Tuscany has to be one of the most beautiful places on Earth. But that's a different story. This story is about the cooking class we attended, which necessitated dragging ourselves away from that magnificent scenery in order to broaden our culinary horizons.
The class was recommended by our travel agent, who insisted that it was an important part of the Italian experience. This seemed reasonable — I mean, who doesn't love Italian food and want to learn from an expert Italian chef?
Our class (costing a small fortune for the four of us) was in the Italian countryside about a half-hour from our lodgings. Our lodgings, by the way, consisted of a villa built into a stone wall, 60 steep steps up from the street (ah, Tuscany)!

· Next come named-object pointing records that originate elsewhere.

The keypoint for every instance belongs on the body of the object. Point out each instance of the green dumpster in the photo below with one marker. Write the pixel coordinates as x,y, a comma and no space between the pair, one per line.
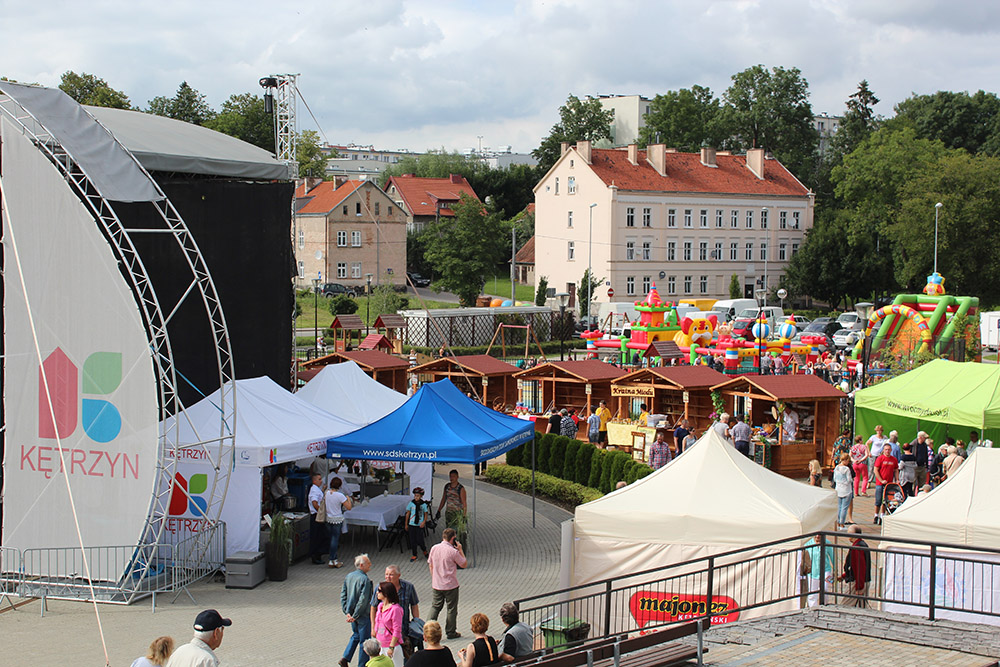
564,631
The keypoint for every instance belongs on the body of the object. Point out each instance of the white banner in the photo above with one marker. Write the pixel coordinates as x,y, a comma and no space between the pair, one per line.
86,338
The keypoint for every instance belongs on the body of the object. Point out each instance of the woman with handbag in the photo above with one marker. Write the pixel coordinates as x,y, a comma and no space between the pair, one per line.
335,503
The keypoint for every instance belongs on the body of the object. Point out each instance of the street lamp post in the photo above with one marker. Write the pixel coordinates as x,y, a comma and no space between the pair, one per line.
937,207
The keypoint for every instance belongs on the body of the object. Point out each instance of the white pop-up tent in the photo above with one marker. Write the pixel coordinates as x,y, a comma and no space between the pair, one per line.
962,511
348,392
707,501
272,426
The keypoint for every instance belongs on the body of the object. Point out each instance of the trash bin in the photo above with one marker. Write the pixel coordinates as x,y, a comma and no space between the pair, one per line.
563,631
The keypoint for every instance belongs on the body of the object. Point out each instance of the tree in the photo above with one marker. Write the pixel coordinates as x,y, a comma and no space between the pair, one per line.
92,90
243,117
684,119
465,249
312,159
187,105
579,120
770,109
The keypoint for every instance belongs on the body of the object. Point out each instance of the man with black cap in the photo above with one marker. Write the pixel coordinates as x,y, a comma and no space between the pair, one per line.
200,651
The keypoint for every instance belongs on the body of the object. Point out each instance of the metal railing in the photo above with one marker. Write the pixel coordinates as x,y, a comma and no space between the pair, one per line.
118,574
908,576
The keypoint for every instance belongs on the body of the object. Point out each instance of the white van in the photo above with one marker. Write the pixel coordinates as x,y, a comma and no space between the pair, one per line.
733,306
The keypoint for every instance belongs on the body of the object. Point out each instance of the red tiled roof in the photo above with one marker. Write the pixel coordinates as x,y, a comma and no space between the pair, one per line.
787,387
326,197
686,173
421,195
526,255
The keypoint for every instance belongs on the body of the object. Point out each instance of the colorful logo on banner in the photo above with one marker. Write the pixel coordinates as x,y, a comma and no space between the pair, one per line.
102,373
188,495
655,607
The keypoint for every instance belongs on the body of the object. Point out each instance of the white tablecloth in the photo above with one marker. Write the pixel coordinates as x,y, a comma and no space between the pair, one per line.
381,511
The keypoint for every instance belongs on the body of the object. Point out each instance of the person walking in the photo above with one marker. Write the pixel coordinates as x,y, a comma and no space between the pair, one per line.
354,596
445,558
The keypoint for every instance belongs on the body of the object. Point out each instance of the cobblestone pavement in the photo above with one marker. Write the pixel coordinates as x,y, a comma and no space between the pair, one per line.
298,621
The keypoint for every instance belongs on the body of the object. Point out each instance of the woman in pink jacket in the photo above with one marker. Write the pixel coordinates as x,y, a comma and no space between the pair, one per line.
389,622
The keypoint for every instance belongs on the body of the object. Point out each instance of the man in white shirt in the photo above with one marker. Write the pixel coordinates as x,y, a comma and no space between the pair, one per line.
200,651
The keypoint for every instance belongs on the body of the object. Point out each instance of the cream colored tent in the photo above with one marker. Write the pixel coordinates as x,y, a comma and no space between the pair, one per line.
709,500
963,511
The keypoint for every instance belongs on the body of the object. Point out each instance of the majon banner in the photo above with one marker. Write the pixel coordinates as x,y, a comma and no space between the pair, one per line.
78,376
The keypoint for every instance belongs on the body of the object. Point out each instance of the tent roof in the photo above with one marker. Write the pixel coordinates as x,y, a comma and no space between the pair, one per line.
272,424
960,511
438,423
785,387
709,495
942,391
348,392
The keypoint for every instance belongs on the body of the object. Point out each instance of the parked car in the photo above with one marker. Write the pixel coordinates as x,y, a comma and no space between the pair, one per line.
335,289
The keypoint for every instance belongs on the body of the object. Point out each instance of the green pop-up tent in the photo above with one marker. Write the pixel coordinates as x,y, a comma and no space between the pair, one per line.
944,398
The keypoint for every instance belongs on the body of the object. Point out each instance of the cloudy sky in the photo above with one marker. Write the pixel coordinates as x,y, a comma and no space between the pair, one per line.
421,74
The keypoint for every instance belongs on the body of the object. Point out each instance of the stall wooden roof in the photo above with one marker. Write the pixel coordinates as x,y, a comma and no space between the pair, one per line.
475,364
348,322
784,387
390,321
588,370
683,377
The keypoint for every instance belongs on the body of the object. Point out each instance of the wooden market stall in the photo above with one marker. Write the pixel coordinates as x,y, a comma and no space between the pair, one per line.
568,384
385,368
816,402
493,379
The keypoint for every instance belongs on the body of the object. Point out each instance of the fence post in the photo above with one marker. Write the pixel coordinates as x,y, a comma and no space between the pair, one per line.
932,583
607,609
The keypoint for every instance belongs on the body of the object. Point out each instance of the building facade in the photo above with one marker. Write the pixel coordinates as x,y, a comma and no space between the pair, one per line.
345,233
687,222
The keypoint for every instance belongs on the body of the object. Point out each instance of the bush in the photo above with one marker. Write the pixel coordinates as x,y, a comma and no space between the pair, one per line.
518,478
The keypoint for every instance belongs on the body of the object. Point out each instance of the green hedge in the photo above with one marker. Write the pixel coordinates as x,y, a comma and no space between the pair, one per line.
559,489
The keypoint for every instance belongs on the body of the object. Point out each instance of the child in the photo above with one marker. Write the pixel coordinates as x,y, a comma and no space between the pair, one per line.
815,472
416,518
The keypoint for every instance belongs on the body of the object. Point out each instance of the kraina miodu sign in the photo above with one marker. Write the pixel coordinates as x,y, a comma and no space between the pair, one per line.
657,607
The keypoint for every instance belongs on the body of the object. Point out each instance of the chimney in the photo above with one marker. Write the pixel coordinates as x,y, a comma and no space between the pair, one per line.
657,156
633,154
755,162
708,156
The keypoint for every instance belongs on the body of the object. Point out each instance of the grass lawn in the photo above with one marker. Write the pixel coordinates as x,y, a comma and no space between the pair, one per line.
500,286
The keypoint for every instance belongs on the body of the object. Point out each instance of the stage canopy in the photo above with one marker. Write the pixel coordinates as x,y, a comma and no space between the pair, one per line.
438,423
348,392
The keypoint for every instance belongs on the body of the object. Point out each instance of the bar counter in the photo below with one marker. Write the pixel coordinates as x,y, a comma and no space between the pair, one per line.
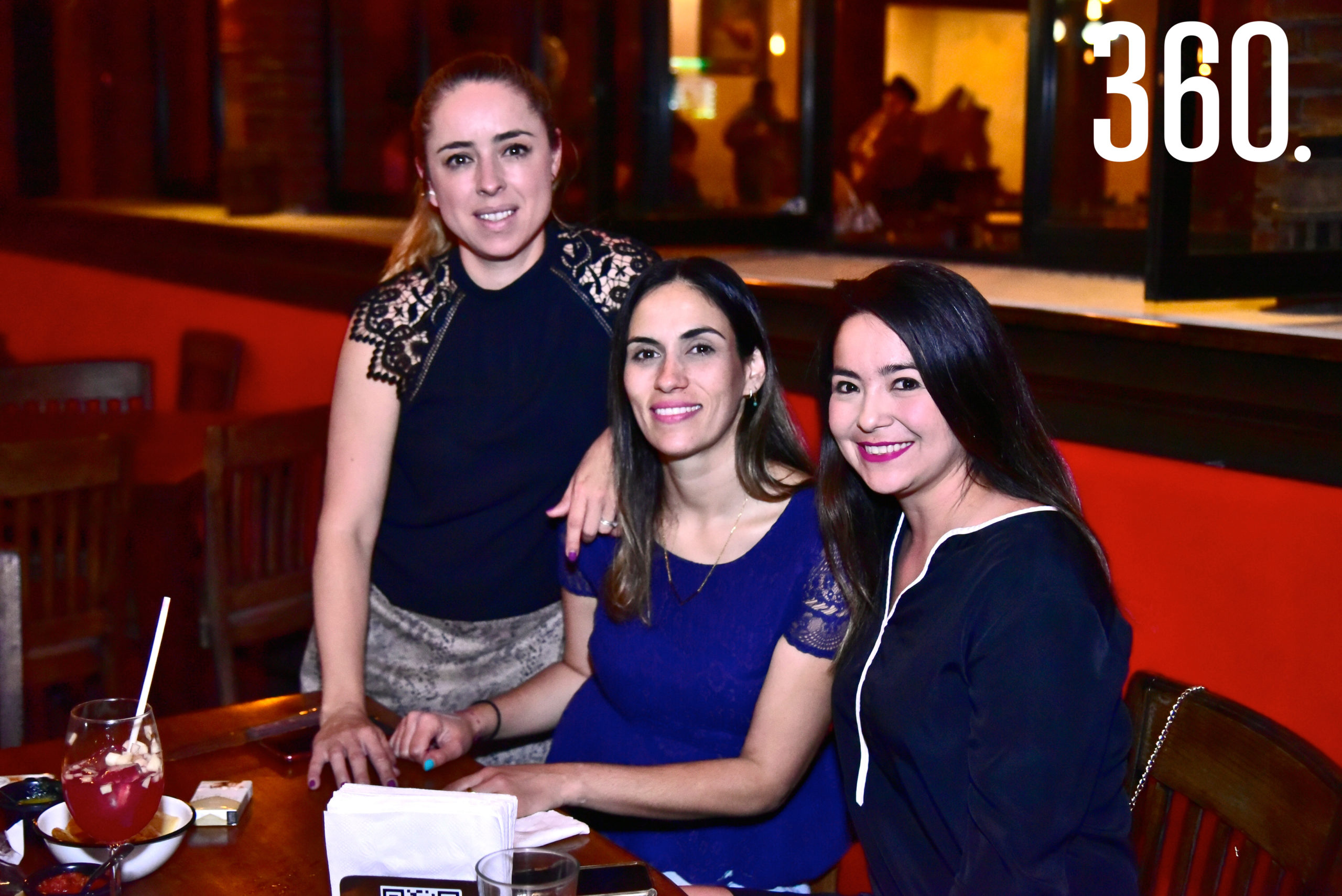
1244,384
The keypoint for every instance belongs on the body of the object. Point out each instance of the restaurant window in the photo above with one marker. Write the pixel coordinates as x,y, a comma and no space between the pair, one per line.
734,140
376,78
715,121
1081,210
936,160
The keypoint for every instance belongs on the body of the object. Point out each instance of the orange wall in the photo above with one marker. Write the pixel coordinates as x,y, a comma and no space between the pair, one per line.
1231,580
58,311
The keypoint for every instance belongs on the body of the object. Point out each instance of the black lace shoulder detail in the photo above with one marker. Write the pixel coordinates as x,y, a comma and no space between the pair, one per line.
398,320
822,623
602,266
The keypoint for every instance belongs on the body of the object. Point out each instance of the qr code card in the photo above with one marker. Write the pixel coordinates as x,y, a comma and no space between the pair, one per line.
370,886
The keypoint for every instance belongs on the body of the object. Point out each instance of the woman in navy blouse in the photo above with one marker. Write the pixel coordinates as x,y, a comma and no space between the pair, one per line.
693,697
977,700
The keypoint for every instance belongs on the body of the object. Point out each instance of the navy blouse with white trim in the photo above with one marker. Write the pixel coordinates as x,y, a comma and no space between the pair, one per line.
992,711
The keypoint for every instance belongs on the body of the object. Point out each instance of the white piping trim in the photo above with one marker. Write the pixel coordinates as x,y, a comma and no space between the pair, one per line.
863,754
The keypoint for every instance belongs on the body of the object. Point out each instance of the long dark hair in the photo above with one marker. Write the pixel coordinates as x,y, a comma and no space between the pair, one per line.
972,375
765,434
426,236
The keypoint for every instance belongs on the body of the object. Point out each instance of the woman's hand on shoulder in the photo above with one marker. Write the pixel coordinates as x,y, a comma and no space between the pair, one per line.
536,788
590,502
432,738
348,741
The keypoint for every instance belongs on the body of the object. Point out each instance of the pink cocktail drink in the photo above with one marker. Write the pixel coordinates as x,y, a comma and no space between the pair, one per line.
116,792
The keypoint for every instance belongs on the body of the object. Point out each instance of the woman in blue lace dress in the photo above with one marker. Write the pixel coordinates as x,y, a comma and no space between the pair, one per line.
691,700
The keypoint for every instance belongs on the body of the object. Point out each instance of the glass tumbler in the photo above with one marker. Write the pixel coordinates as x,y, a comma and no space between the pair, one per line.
528,872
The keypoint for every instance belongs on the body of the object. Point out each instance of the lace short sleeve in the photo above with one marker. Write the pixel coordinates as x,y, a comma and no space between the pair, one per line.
822,618
396,318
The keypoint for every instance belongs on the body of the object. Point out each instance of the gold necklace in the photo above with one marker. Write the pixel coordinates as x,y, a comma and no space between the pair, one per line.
666,557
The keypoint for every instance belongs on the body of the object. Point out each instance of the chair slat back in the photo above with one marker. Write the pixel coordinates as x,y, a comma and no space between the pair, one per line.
11,651
97,383
63,508
264,487
1235,804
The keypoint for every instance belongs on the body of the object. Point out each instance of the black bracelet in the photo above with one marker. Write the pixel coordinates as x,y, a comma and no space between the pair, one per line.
499,718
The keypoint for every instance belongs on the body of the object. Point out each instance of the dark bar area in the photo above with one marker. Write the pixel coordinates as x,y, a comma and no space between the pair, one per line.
616,428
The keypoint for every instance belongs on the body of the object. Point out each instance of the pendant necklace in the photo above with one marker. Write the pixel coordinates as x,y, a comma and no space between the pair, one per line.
666,556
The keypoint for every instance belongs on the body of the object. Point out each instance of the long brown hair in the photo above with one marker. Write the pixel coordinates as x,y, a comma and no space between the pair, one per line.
425,236
971,372
765,434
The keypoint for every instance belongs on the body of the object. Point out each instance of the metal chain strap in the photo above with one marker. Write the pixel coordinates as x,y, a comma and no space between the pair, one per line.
1160,742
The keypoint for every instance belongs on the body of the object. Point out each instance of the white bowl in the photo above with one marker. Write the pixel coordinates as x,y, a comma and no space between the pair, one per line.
143,860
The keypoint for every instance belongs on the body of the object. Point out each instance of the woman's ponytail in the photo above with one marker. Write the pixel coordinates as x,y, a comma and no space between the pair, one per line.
423,238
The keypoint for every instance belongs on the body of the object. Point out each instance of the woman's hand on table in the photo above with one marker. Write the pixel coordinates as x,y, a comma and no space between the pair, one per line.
536,788
348,741
590,502
432,738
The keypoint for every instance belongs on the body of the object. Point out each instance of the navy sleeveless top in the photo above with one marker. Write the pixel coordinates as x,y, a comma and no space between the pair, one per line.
502,392
991,746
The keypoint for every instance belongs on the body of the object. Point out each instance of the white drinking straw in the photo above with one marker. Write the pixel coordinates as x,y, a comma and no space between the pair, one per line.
149,673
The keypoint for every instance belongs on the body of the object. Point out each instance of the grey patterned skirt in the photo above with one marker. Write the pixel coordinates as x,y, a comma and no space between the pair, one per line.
418,662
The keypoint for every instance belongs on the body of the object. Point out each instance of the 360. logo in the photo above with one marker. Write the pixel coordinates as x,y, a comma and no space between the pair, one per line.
1176,88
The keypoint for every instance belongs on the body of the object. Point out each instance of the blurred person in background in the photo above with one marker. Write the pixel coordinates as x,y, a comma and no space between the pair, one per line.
470,388
885,153
684,188
693,695
761,144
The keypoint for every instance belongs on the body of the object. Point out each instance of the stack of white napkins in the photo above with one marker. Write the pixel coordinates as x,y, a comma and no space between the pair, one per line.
403,832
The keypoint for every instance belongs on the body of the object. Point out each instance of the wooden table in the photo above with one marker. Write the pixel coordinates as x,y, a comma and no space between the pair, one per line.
278,849
168,447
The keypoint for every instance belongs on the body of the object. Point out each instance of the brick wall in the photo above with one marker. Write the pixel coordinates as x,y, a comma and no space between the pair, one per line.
274,78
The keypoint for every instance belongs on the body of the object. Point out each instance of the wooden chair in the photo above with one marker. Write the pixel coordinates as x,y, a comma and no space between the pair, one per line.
11,651
210,365
264,486
128,383
63,508
1235,804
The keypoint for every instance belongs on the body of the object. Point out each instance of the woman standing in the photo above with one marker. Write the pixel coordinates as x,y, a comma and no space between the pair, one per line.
979,700
470,387
693,695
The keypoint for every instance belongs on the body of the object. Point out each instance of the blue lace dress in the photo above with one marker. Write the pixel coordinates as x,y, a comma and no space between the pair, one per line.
685,687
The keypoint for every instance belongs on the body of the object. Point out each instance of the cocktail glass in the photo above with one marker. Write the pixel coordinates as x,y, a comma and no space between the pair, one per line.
526,872
113,774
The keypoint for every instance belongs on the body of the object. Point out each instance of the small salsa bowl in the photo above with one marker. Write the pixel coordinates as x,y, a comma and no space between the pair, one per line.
30,797
145,859
35,879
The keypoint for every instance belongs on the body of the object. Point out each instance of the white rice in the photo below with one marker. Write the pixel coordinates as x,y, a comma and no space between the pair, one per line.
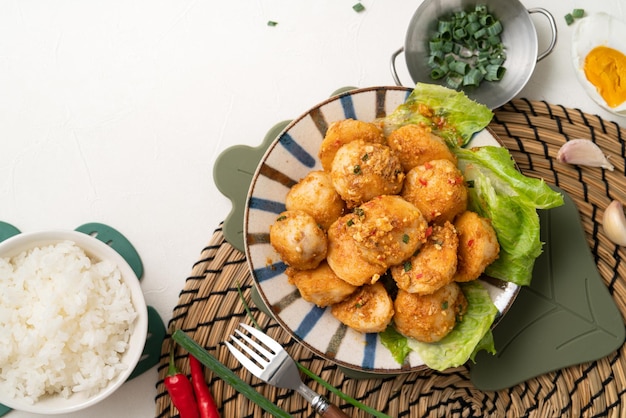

When we arrived at Chef Simonetta's lovely home, we discovered that it also served as a bed and breakfast. The grounds were beautiful and the view terrific. Not much time to appreciate the surroundings, however, because we were soon hustled into a state-of-the-art kitchen and immediately put to work.
The operative word here is WORK. I mean, who knew? The menu consisted of a Zucchini Flan as the first course, Pasta Bolognese and Herbed Pork Chops as the main courses, and Chocolate Torte for dessert. Doesn't sound too hard, does it? Ha! I would have agreed with you in the beginning, but probably not after the four hours it took us to prepare the meal.
We began by making the Bolognese sauce. This involved working with a veal base and mincing numerous herbs, which, no matter how fine we cut them, were never quite fine enough for Chef Simonetta. So we had to continue to mince them until they met her approval.
Next we cut up the vegetables — same issue. Finally we minced the chicken livers, hearts and gizzards. There were a lot of them, and I confess that I was wondering at this point if I would even be able to bring myself to eat the meal.
Next up was creating the homemade pasta. This was a lot of fun, and we all enjoyed learning a new skill. But it took a very long time and we wondered why we were making so much of it. There was pasta draped over every available spot in the kitchen. Maybe our chef needed leftovers for her family?
When we got around to assembling the zucchini flans, we made ten of them, despite the fact that there were only four of us. Hmmm. Finally, we made the Chocolate Torte, which was a simple feat, compared to everything else.
OK, showtime! I am happy to say everything was delicious, even the organ-meat-enhanced Bolognese. However, it wasn't until the end of the meal that we were able to discover where the leftovers went.
As we were leaving, we walked through a room that contained three tables. One was occupied by a couple who were enjoying their first dinner course, which, no doubt, you will not be surprised to learn was Zucchini Flan. At another table, the elusive Pasta Bolognese was being served. At a third, a tasty pork chop was in evidence, and, if I do say so myself, a delicious Chocolate Torte.
A very efficient person, our chef. You have to hand it to her. She had us sweat and toil all day making dinner for her guests, and then pay her for the privilege of doing it. We all had a good laugh about our lovely and tricky chef, but also admired her ingenuity.
The best thing about the cooking class? You should taste my Pasta Bolognese!